TRIBUNAL DE JUSTIÇA DO ESTADO DO PIAUÍ
ÓRGÃO JULGADOR : 4ª Câmara Especializada Cível
APELAÇÃO CÍVEL (198) No 0802030-40.2019.8.18.0031
APELANTE: ANTONIA ALVES PEREIRA
Advogado(s) do reclamante: IGOR GUSTAVO VELOSO DE SOUZA, LUCIANO HENRIQUE SOARES DE OLIVEIRA AIRES
APELADO: BANCO BMG SA
Advogado(s) do reclamado: ANTONIO DE MORAES DOURADO NETO
RELATOR(A): Desembargador HILO DE ALMEIDA SOUSA
EMENTA
DIREITO PROCESSUAL CIVIL. APELAÇÃO CÍVEL. EMPRÉSTIMO CONSIGNADO. DESCONTOS INDEVIDOS NA CONTA DO BENEFÍCIO PREVIDENCIÁRIO DO APELADO. RESPONSABILIDADE CIVIL POR FATO DO SERVIÇO. RESPONSABILIDADE OBJETIVA DA INSTITUIÇÃO FINANCEIRA. APLICAÇÃO DA SÚMULA Nº. 18 DO TJPI. REPETIÇÃO DO INDÉBITO EM DOBRO. ART. 42 DO CDC. RECURSO CONHECIDO E IMPROVIDO. 1. O apelante sustenta que o contrato em apreço foi cedido ao banco BANCO ITAÚ BMG CONSIGNADO S.A e que é este quem deve responder pelos danos alegados pela parte autora (apelada). Todavia, o apelante não acostou aos autos comprovante específico da alegada cessão do contrato em apreço ao BANCO ITAÚ BMG CONSIGNADO S.A, não se desincumbindo do seu ônus probatório, a teor do artigo 373, inciso II, do CPC. Logo, deve a instituição financeira responder pelos danos alegados na inicial. 2. Aplica-se, ao caso em apreço, o Código de Defesa do Consumidor. Com efeito, os partícipes da relação processual têm suas situações amoldadas às definições jurídicas de consumidor e fornecedor, previstas, respectivamente, nos artigos 2º e 3º do CDC. 3. Considerando a hipossuficiência da apelada, incidindo sobre a lide a inversão do ônus da prova, incumbia ao apelante comprovar a existência da relação contratual e o repasse do valor supostamente contratado à conta bancária daquele, na forma prevista no art. 6º, VIII, do CDC, o que não o fez. 4. Nos termos da Súmula nº. 18 deste Egrégio Tribunal de Justiça, a ausência de comprovação pela instituição financeira da transferência do valor do contrato para a conta bancária do consumidor/mutuário, garantidos o contraditório e a ampla defesa, ensejará a declaração de nulidade da avença, com os consectários legais. 5. Sendo, pois declarada inexistente a relação contratual a autora/apelada merece ser indenizada com a devolução em dobro da quantia que fora indevidamente descontada do seu benefício previdenciário, conforme o art. 42, parágrafo único do CDC. 6. No que tange aos danos morais, em que pese este Relator entenda ser cabível a condenação da instituição financeira também ao pagamento da indenização a título de danos morais, o douto Magistrado a quo não concedeu os danos morais na sentença, e não havendo recurso por parte da Requerente (parte interessada pela indenização de danos morais), não cabe a apreciação deste pedido neste grau recursal, sob pena de violação à vedação do Reformation in Pejus. 7. Recurso conhecido e improvido.
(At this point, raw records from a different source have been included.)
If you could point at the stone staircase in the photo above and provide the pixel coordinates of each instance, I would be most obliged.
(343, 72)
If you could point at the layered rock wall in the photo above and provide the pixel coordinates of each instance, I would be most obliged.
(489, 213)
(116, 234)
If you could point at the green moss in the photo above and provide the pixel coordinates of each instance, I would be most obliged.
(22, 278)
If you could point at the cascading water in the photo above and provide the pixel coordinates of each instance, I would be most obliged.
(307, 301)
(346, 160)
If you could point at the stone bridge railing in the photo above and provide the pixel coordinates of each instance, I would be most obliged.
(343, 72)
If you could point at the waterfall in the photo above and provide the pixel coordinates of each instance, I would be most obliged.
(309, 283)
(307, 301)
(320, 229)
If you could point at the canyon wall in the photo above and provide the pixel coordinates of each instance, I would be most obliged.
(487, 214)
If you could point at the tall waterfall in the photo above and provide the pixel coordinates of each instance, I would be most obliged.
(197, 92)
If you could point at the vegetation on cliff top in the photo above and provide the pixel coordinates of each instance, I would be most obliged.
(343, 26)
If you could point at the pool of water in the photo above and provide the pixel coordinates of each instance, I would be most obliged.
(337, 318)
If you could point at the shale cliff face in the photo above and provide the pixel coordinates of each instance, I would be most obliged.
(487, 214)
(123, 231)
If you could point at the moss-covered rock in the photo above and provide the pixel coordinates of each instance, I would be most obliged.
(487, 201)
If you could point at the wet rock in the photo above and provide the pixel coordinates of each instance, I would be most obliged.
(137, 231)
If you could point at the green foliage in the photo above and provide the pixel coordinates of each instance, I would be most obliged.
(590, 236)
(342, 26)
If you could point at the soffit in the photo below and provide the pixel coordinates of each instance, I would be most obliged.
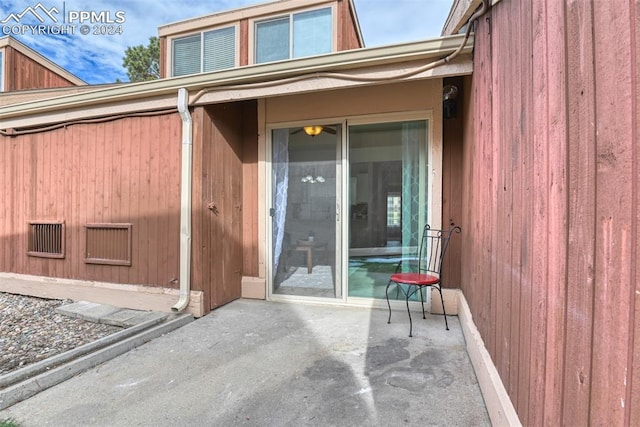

Sentença mantida.
RELATÓRIO
APELAÇÃO CÍVEL (198) -0802030-40.2019.8.18.0031
Origem:
APELANTE: ANTONIA ALVES PEREIRA
Advogados do(a) APELANTE: LUCIANO HENRIQUE SOARES DE OLIVEIRA AIRES - TO4699-A, IGOR GUSTAVO VELOSO DE SOUZA - TO5797-S
APELADO: BANCO BMG SA
Advogado do(a) APELADO: ANTONIO DE MORAES DOURADO NETO - PE23255-A
RELATOR(A): Desembargador HILO DE ALMEIDA SOUSA
RELATÓRIO
Cuida-se de APELAÇÃO CÍVEL interposta por BANCO BMG S/A em face da sentença proferida nos autos da AÇÃO DECLARATÓRIA DE NULIDADE CONTRATUAL C/C PEDIDO DE REPETIÇÃO DE INDÉBITO E INDENIZAÇÃO POR DANOS MORAIS proposta por ANTONIA ALVES PEREIRA na qual, o Juízo a quo julgou parcialmente procedentes os pedidos da inicial.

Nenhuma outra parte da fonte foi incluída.